OSDN Git Service

ceph: do not execute direct write in parallel if O_APPEND is specified
authorXiubo Li <xiubli@redhat.com>
Tue, 4 Feb 2020 02:28:25 +0000 (21:28 -0500)
committerIlya Dryomov <idryomov@gmail.com>
Tue, 11 Feb 2020 16:04:04 +0000 (17:04 +0100)
In O_APPEND & O_DIRECT mode, the data from different writers will
be possibly overlapping each other since they take the shared lock.

For example, both Writer1 and Writer2 are in O_APPEND and O_DIRECT
mode:

          Writer1                         Writer2

     shared_lock()                   shared_lock()
     getattr(CAP_SIZE)               getattr(CAP_SIZE)
     iocb->ki_pos = EOF              iocb->ki_pos = EOF
     write(data1)
                                     write(data2)
     shared_unlock()                 shared_unlock()

The data2 will overlap the data1 from the same file offset, the
old EOF.

Switch to exclusive lock instead when O_APPEND is specified.

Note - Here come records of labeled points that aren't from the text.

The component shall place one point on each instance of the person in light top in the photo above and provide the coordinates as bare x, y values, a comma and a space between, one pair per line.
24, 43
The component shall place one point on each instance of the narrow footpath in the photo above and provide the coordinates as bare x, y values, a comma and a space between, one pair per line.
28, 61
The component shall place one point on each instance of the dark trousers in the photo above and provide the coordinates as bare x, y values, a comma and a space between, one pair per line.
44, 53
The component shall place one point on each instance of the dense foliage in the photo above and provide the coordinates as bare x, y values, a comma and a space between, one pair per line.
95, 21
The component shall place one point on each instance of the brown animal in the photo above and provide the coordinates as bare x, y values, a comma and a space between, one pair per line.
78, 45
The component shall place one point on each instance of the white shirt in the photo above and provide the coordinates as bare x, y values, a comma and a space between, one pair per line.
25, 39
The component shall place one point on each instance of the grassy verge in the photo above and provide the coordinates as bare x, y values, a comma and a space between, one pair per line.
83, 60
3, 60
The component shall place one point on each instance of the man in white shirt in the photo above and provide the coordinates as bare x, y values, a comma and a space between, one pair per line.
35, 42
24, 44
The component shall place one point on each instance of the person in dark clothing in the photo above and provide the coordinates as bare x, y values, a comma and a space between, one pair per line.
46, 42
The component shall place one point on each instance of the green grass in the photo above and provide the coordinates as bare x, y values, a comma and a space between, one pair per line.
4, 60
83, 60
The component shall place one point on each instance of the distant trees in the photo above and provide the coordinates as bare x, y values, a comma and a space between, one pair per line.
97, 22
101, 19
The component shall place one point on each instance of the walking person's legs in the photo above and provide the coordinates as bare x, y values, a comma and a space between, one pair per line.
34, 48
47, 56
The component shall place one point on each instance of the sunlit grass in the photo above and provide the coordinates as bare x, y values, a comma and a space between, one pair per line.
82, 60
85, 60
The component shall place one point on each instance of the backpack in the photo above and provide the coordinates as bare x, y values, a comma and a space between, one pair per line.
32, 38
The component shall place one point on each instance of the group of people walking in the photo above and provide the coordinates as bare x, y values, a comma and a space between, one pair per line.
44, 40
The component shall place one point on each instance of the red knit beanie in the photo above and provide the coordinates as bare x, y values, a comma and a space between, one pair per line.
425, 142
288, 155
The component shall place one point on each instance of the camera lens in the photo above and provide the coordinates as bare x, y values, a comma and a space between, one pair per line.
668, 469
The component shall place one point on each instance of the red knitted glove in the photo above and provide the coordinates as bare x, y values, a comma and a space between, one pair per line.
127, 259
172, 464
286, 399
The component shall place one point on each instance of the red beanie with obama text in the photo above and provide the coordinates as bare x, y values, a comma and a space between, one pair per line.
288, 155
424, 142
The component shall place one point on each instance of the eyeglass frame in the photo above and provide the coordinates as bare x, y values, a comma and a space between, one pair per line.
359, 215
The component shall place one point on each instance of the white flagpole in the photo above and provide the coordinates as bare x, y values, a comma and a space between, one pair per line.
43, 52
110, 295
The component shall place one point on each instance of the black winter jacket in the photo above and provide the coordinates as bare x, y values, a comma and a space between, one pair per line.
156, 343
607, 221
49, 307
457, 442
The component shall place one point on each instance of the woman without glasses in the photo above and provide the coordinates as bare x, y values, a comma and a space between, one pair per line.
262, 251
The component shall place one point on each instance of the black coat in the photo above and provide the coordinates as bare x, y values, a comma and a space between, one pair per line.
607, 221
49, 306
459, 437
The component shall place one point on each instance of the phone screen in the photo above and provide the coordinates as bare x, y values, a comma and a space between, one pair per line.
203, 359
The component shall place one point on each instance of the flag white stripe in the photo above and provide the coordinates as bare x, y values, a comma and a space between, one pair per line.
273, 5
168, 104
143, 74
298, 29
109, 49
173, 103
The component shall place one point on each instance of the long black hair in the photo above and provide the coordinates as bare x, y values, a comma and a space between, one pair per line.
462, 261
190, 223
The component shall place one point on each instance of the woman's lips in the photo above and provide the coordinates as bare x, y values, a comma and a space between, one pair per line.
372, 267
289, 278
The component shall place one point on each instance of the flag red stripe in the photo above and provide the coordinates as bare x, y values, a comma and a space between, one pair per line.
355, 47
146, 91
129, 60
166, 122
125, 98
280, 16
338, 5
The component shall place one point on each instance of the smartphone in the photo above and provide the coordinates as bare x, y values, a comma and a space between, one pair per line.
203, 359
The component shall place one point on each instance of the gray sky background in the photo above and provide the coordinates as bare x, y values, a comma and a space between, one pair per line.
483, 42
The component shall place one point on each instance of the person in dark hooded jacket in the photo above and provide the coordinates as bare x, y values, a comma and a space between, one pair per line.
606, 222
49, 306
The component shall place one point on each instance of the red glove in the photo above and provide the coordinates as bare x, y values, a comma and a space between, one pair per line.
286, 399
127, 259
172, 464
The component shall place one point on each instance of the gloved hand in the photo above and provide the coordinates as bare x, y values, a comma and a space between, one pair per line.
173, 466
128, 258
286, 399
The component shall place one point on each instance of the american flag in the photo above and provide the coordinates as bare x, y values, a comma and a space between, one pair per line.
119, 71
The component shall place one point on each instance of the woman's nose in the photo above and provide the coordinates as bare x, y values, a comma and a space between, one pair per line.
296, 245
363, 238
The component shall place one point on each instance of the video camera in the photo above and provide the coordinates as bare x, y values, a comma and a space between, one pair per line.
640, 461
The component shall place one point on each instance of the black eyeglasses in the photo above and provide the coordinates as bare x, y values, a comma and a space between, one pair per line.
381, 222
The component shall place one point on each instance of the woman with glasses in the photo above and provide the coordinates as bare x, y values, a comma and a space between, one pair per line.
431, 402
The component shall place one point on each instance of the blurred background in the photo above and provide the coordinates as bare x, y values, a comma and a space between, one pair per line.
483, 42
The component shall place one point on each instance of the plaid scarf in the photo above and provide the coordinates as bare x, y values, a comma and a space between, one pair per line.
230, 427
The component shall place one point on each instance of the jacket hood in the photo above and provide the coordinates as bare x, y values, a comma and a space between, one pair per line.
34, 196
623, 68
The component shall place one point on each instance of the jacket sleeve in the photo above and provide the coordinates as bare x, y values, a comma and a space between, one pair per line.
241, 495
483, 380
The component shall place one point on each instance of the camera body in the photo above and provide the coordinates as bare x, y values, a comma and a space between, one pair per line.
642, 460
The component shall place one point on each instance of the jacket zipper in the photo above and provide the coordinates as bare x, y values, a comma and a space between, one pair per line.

Signed-off-by: Xiubo Li <xiubli@redhat.com>
Reviewed-by: Jeff Layton <jlayton@kernel.org>
Signed-off-by: Ilya Dryomov <idryomov@gmail.com>
fs/ceph/file.c

index c3b8e8e..7e0190b 100644 (file)
@@ -1418,6 +1418,7 @@ static ssize_t ceph_write_iter(struct kiocb *iocb, struct iov_iter *from)
        struct ceph_cap_flush *prealloc_cf;
        ssize_t count, written = 0;
        int err, want, got;
+       bool direct_lock = false;
        loff_t pos;
        loff_t limit = max(i_size_read(inode), fsc->max_file_size);
 
@@ -1428,8 +1429,11 @@ static ssize_t ceph_write_iter(struct kiocb *iocb, struct iov_iter *from)
        if (!prealloc_cf)
                return -ENOMEM;
 
+       if ((iocb->ki_flags & (IOCB_DIRECT | IOCB_APPEND)) == IOCB_DIRECT)
+               direct_lock = true;
+
 retry_snap:
-       if (iocb->ki_flags & IOCB_DIRECT)
+       if (direct_lock)
                ceph_start_io_direct(inode);
        else
                ceph_start_io_write(inode);
@@ -1519,14 +1523,15 @@ retry_snap:
 
                /* we might need to revert back to that point */
                data = *from;
-               if (iocb->ki_flags & IOCB_DIRECT) {
+               if (iocb->ki_flags & IOCB_DIRECT)
                        written = ceph_direct_read_write(iocb, &data, snapc,
                                                         &prealloc_cf);
-                       ceph_end_io_direct(inode);
-               } else {
+               else
                        written = ceph_sync_write(iocb, &data, pos, snapc);
+               if (direct_lock)
+                       ceph_end_io_direct(inode);
+               else
                        ceph_end_io_write(inode);
-               }
                if (written > 0)
                        iov_iter_advance(from, written);
                ceph_put_snap_context(snapc);
@@ -1577,7 +1582,7 @@ retry_snap:
 
        goto out_unlocked;
 out:
-       if (iocb->ki_flags & IOCB_DIRECT)
+       if (direct_lock)
                ceph_end_io_direct(inode);
        else
                ceph_end_io_write(inode);